BANKS COUNTY – Citizens of Banks County filled the room of the March 8 Board of Commissioners meeting to oppose tabling (for another 60 days) a proposal by International Development company PNK Holdings, LLC, based in Moscow, Russia. Mark Stiles, representing PNK, was addressed by the commissioners and citizens alike with skepticism.
Representing PNK Holdings, Mark Stiles came before the county to present the corporation’s case for rezoning four parcels to the planning commission, the BOC, and the citizens. According to Stiles, “It’s a country club industrial park. People drive by, they don’t know, ‘is it a country club or an industrial park?’ Because we made all kinds of special landscaping, azaleas, crape myrtles, a four-board horse fence to soften it, because we know the communities; how they feel about this kind of thing. Absolutely,” Stiles said”
Later, a citizen responds to the country club comments, saying, “I was going to ask if they’d ever been around Banks County, and if they look around the room, we’re not exactly a country club crowd. We don’t care that it looks like a country club, we care about our animals, our wildlife, and our farms.”
Commissioner Bo Garrison responded plainly, “But our community’s main concern, I feel like, is over traffic; not how your landscaping is and all that.”
Banks Crossing and its surrounding I-85 corridor has notoriously bad traffic. It is a popular destination for truckers travelling to and from Atlanta.
Garrison hinted at the notion that the proponents of the proposal had mislead the Board.
“The first time I saw any drawing on it, it was something possibly workable. Then all of the sudden, y’all come back with a white elephant. And I ain’t eating a white elephant, sir.”
Commissioner Danny Maxwell also expressed his concerns about the apparent changes in the proposal.
“I talked to y’all that day about particular businesses that were coming in. We wanted to know what businesses. There were one or two mentioned which I thought would be very successful here. But as of now, all of that’s changed with all of this conglomerate with six million square footage of floor space over there. I noticed there were three entrances on 63 and one on Neal Road. I don’t like that…we’ve got to be able to control what comes into Banks County,” Maxwell said.
Heavy Industrial uses like distribution centers clog up local roads with truck traffic and lead to more noise and air pollution in the close vicinity. This is not a huge problem in some areas. The issue here is that the use proposed was too large for the area and it clashes with the surrounding uses.
The commissioners expressed interest in a moderate use like a small commercial center, a self-storage unit, or other similar, less caustic developments. The county is not disinterested in new project. In fact, new business appears to be welcomed by most, but it seems the consensus is that Banks County should be seeking businesses that fit well in the spaces available with as little harmful impact as possible.

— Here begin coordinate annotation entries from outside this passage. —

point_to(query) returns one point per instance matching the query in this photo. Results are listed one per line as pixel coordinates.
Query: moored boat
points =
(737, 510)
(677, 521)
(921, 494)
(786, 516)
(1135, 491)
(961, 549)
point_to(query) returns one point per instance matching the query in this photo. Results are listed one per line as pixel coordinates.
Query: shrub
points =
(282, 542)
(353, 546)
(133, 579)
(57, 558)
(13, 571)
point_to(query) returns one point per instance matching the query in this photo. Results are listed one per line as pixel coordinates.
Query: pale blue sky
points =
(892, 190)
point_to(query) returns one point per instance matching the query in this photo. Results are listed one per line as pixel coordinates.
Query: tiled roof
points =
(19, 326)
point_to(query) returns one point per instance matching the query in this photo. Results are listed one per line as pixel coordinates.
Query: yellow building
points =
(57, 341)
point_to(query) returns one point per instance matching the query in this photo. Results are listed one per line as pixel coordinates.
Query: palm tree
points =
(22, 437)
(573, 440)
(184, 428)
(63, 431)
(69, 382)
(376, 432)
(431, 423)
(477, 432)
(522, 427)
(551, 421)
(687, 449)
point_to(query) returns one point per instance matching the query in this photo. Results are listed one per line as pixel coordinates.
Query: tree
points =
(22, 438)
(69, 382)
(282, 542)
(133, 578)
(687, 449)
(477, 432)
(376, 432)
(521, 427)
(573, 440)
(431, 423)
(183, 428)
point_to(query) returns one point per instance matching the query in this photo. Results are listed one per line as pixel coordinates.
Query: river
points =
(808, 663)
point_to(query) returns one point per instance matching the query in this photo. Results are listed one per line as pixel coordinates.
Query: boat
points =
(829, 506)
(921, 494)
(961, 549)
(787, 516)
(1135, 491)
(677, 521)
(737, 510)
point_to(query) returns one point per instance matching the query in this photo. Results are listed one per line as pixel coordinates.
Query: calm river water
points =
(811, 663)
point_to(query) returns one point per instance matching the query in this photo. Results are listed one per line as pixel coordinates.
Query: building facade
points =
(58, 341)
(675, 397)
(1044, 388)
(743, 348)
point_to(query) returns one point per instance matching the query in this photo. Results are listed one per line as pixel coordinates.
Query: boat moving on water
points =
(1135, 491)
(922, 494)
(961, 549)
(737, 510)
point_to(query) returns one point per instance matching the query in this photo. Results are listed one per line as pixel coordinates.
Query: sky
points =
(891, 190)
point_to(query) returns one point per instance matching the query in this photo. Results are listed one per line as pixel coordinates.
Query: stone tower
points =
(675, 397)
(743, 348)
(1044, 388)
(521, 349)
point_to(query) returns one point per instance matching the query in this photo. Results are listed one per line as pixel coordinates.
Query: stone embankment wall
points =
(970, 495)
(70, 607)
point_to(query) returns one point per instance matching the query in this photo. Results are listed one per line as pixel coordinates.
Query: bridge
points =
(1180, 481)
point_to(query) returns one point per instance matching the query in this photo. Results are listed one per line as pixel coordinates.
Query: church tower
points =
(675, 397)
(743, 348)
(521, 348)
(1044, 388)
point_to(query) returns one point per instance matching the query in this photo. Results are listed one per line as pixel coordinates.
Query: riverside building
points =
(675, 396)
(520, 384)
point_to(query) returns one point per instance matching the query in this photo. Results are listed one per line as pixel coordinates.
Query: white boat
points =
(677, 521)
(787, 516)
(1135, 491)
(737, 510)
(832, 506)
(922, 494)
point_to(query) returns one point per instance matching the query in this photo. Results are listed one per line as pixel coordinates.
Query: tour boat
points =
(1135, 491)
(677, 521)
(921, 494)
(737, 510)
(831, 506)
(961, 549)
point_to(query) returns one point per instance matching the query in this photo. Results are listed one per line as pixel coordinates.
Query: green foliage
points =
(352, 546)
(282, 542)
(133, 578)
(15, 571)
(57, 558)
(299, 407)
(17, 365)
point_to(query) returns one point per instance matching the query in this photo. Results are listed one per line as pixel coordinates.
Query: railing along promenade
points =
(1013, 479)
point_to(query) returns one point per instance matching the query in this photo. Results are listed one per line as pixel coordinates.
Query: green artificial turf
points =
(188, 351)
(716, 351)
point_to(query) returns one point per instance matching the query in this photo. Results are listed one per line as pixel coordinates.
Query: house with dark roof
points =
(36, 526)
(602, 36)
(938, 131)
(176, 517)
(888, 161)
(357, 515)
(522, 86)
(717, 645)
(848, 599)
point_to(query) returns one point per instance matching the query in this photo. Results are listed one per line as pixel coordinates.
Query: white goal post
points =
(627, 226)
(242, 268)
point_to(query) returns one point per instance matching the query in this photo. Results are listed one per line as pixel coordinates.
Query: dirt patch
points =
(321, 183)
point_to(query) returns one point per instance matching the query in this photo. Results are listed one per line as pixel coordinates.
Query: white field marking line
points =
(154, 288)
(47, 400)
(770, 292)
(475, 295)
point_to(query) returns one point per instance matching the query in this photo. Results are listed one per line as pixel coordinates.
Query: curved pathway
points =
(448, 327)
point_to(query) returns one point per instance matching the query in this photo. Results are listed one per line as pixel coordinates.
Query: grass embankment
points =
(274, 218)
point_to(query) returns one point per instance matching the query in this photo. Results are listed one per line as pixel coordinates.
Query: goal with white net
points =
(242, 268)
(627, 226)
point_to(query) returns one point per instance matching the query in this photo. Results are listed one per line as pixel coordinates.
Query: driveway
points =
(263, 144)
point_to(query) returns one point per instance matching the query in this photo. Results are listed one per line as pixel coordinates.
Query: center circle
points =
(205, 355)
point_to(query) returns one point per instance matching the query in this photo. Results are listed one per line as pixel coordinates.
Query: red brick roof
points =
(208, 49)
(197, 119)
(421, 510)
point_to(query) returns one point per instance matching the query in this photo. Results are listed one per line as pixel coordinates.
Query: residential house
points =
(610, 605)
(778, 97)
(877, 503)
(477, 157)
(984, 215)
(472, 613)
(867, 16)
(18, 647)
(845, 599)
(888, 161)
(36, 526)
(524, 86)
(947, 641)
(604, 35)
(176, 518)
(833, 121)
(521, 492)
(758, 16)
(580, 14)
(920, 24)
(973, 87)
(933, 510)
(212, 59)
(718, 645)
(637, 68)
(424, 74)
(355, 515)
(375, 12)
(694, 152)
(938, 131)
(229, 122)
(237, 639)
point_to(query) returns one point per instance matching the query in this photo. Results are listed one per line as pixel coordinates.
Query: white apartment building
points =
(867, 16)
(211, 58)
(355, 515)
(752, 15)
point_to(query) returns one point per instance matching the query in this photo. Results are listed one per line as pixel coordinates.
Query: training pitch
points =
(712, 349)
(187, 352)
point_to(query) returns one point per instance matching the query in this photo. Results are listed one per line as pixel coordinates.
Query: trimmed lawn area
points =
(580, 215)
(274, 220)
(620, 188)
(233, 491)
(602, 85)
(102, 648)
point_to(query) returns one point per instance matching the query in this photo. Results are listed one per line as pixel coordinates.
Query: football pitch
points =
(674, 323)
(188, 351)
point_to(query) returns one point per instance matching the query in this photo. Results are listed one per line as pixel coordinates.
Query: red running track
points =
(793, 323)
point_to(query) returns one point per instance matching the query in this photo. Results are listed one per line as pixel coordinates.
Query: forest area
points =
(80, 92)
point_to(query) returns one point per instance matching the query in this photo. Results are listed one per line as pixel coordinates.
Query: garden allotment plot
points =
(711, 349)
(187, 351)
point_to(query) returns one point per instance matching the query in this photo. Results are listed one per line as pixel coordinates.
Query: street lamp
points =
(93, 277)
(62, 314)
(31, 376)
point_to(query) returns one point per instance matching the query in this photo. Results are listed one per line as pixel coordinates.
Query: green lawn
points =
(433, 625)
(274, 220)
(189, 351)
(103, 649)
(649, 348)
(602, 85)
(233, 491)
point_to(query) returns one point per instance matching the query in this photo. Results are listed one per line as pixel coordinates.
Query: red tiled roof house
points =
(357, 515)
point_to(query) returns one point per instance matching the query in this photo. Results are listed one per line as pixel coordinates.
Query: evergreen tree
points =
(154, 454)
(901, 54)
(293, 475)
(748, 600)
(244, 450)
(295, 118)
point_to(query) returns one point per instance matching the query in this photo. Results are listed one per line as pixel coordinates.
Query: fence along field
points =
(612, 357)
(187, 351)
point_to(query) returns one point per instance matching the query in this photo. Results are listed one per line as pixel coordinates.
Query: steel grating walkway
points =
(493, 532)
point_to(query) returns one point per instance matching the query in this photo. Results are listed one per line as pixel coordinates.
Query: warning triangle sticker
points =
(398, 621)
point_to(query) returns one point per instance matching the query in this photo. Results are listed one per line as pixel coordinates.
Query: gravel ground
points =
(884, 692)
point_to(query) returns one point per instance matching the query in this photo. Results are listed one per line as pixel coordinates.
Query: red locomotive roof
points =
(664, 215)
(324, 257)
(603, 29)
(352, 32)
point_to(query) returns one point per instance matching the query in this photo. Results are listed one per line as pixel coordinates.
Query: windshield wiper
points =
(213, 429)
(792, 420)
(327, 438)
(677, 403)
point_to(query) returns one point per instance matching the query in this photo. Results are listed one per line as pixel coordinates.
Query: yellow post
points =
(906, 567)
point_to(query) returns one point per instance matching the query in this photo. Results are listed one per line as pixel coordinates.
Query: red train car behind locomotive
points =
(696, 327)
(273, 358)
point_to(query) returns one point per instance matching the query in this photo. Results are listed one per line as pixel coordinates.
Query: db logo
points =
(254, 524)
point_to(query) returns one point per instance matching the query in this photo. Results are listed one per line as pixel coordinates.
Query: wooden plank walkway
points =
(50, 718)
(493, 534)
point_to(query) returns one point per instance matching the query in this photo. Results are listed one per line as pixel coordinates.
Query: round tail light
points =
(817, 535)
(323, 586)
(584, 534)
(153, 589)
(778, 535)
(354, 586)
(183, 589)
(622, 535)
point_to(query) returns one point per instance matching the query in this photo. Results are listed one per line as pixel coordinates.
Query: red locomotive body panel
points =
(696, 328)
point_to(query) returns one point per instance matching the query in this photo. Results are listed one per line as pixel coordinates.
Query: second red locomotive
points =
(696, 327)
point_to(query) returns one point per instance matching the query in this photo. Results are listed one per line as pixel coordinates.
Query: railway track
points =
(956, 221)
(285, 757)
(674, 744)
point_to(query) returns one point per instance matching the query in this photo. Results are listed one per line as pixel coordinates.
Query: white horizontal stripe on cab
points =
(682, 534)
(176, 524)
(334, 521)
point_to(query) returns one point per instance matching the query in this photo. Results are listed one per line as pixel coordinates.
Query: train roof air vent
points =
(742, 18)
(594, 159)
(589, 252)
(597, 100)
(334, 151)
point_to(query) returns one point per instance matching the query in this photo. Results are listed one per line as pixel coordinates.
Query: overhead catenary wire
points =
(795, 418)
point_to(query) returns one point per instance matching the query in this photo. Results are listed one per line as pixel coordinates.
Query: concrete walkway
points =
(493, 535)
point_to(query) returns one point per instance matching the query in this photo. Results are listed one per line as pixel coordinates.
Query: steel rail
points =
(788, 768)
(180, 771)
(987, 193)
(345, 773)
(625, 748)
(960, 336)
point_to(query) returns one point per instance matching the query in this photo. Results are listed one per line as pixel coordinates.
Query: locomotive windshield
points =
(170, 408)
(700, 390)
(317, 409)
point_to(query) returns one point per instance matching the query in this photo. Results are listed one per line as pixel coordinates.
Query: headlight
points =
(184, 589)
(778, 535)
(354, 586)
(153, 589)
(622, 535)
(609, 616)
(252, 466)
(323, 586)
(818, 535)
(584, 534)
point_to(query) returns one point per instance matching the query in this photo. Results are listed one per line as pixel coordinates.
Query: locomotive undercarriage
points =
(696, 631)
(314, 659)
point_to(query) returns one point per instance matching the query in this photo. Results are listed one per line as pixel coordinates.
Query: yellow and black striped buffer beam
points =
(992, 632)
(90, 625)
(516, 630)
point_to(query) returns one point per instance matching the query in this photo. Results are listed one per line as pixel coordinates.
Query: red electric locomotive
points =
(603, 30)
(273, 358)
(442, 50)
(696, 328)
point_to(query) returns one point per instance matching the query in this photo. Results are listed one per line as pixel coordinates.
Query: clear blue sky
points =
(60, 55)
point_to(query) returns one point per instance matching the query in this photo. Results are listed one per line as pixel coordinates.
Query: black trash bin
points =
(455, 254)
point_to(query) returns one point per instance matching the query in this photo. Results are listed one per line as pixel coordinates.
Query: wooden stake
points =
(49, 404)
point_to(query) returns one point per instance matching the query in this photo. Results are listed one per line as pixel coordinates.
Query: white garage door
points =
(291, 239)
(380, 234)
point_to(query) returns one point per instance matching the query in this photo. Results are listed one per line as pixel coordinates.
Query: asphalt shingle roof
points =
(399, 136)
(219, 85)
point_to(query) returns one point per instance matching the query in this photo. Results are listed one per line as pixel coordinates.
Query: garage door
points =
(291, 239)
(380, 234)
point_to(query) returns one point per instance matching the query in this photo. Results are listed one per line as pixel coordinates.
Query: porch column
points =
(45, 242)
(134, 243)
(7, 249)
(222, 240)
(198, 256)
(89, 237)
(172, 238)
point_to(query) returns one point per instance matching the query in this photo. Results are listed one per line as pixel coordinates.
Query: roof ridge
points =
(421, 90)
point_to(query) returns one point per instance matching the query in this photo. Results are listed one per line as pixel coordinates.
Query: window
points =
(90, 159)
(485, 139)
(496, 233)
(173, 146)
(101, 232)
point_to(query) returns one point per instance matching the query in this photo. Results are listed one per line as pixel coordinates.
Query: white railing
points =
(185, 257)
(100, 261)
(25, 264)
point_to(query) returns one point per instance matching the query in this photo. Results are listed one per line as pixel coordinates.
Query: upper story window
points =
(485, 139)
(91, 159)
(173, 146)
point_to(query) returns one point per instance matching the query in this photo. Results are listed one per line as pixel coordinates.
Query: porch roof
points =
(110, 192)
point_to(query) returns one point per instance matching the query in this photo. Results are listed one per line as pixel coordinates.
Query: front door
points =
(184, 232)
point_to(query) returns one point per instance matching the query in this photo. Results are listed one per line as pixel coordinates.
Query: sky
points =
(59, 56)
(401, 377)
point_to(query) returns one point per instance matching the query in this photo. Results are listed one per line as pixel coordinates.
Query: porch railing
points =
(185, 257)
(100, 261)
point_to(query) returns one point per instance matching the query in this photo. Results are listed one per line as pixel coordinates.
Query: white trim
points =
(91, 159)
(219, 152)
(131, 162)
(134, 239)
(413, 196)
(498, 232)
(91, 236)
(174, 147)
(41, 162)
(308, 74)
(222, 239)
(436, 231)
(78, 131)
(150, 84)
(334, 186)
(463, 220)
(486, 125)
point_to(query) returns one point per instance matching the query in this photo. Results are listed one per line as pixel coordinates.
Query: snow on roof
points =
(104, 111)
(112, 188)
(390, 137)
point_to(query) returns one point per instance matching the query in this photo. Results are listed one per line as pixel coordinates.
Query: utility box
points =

The citizens who attended made sure to voice their opinions and cite the facts of the situation. They deferred to the county code, the comprehensive plans, the local use impacts, and their own hearts and convictions.
A moving site unfolded as one citizen, Stanley Beasley, used the attorney’s words against himself.
“I’m going by what the gentleman said himself, it ain’t his problem… [those] people on the backside, that ain’t his problem…how they’re going to get to their property; that ought to tell you something right there. He ain’t for nobody in Banks County, I don’t care what he says. He can’t tell us what’s going in [those] buildings,”Beasley said.
Beasley then held up the tube to his oxygen and gestured towards the air.
“And, air, air means a lot to me right now. So, I’m against it. It’s way to much for banks County.”
Citizen after citizen gave many arguments against the project. It seems the efforts of the locals were not in vein.
The Board of Commissioners ultimately decided to reject the proposal. Therefore, if the company would like to continue the project, they must reapply. The board made it clear that plans must be in a more concrete state, rather than being at the whim of the developer.